Keeping in view that the Mission had been under implementation for the past five years and that it had made significant progress, an assessment of the Mission was carried out. The task of carrying out the assessment was entrusted to Institute of Rural Management, Anand (IRMA), Gujarat with the following broad terms of reference:
- To evaluate the key design features, components, implementation architecture and
systems established, strategies, and key processes adopted by the Mission;
- To assess the key processes adopted and emerging results of the mission in different
component areas viz., social inclusion, institution building, financial inclusion, livelihoods promotion, and entitlements and convergence;
iii. To study the functioning of community institutions promoted;
- To assess preliminary outcomes/ impacts of the intervention; and
- To assess the implementation strategy, functioning and intermediate outcomes of
Rural Self Employment Training Institutes (RSETIs)

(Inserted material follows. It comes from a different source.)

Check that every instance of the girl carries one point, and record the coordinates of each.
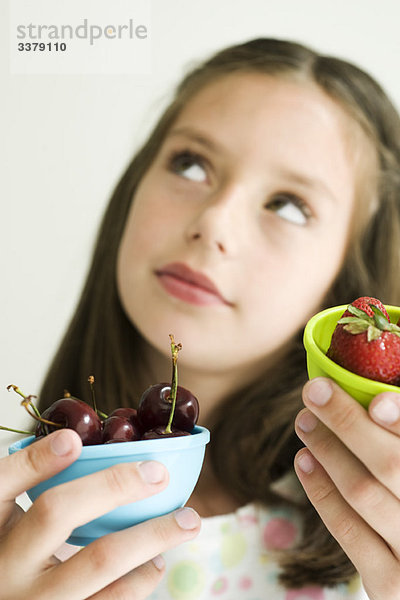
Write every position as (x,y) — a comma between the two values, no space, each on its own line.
(268,190)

IRMA study adopted multiple methods viz. (i) Qualitative methods for exploration of design, implementation structures, implementation process and strategies of DAY-NRLM intervention; (ii) micro-econometric approach for impact evaluation of key outcome variables; and (iii) fuzzy cognitive mapping (FCM) for qualitative assessment of full range of impacts through personal interviews, feedbacks and group discussions. The study was conducted during July, 2016 – January, 2017 in eight sample states of Andhra Pradesh, Bihar, Jammu & Kashmir, Jharkhand, Madhya Pradesh, Maharashtra, Nagaland and Tamil Nadu.
The study indicates that the households covered under NRLM:
(i) have a higher number of livestock assets as compared to uncovered areas;
(ii) show a higher proclivity to save in formal institutions, though the difference in the quantum of savings is not statistically significant;
(iii) have a higher loan size (about 67% more than the loan size in the uncovered areas) and are more likely to borrow from formal financial sources;
(iv) spend less on food consumption but more on education. However, the total household consumption expenditure is similar in covered and uncovered areas.
(v) have 22% higher (net) income than the households in the uncovered areas, largely due to income from enterprises. In fact, the propensity scores estimate that covered villages on an average have 25 enterprises compared to an average of 14 enterprises in the uncovered villages.
Overall, the report states that the Mission has largely been successful in creating sensitive support structures right up to the block level. Further, several State Missions have customised the implementation strategy to suit their local context. The report also takes cognizance of the rapid growth in the promotion of Self Help Groups, federations and the increase in disbursement of bank credit. The program had most impact on women’s empowerment, access to microfinance, increase in livestock production and high cost debt reduction, while lesser impact on augmentation of natural resources, increase in agricultural production and infrastructure development.
The report has also made several recommendations to improve the Mission implementation viz. (i) The pace of promotion of the primary and secondary level federations should be increased and they should be registered under the appropriate acts; (ii) While the sequential model of social mobilisation followed by livelihoods promotion has worked well in some states, the two could go hand-in-hand provided adequate emphasis is paid on the principles of collective action. (iii) Efforts should be made towards developing value chains and the creation of sustainable enterprises; (iv) Experience of leading agencies in livelihoods sector should be leveraged for promotion of sustainable livelihoods – innovative solutions such as creation of sector-specific corridors should be explored; (v) Efforts to enable the SHG members in accessing bank credit in the traditionally poorly banked areas should be increased and; (vi) Systems (HR, MIS and financial management) need be strengthened in all State Rural Livelihoods Missions. The experienced professional manpower also needs to be retained.
The report concludes that ‘Expectations from DAY-NRLM are rightly high because it is one of the most important poverty eradication programmes. Hence, the Mission requires higher order of funding and commitment from both the implementing agencies and community based organisations’.